SRE NEWSLETTER

Issue #52 // February 23, 2024

A few big outages hit the tech world this week. We spend a lot of time considering fault tolerance, scalability, and monitoring. But, it's important to consider that sometimes an outage is intentionally caused by an outside threat.

We must consider the relationship between reliability and security. While AT&T assures us that their issue wasn't caused by an cyber attack, Change Healthcare and many other's were.

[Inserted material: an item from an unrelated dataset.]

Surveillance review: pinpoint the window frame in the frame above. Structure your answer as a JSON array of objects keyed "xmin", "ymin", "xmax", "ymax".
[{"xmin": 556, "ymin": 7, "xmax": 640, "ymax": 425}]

AT&T Cellular Service Restored After Daylong Outage
// cnbc.com
I'm sure many of us felt this one either as an AT&T customer or trying to call one. Down for 10 hours, causes are still unknown. Communication has been less than stellar from telecommunications company.
US Health Tech Giant Change Healthcare Hit by Cyber Attack
// techcrunch.com
Starting on Wednesday and continuing into Friday, what was first thought to be a network issue turned out to be a cyber security incident.
Monitoring Latency: Cloudflare Workers vs Fly vs Koyeb vs Railway vs Render
// openstatus.dev
Want to know which cloud providers offer the lowest latency? This post compares the latency of Cloudflare Workers, Fly, Koyeb, Railway and Render.
Unpacking Linux Containers: Understanding Docker and Its Alternatives
// optimizedbyotto.com
Choosing the right container technology to use depends on where you intend to ship your containers. Ths post compares Docker, Podman, LXC and LXD.
The Billion Row Challenge [Long Read]
// questdb.io
This one is a bit obscure, but an interesting technical challenge. Write a program for retrieving temperature measurement values from a text file and calculating the min, mean, and max temperature per weather station. There’s just one caveat: the file has 1,000,000,000 rows!
What is Database Sharding?
// pingcap.com
If you're running into database scaling issues and haven't heard of sharding, this articles gives a good introduction into the options and trade-offs.
SSDs Have Become Ridiculously Fast, Except in the Cloud
// databasearchitects.blogspot.com
Despite AWS continuing to roll out new NVMe drives, cloud IO has stagnated. The author and commenters hypothesize some reasons, but if you really need to be fast, bare metal may be required.
Resend - Incident report for February 21st, 2024
// resend.com
As a counter example to the AT&T outage, Resend shares a detailed postmortem from a recent outage caused by a database migration.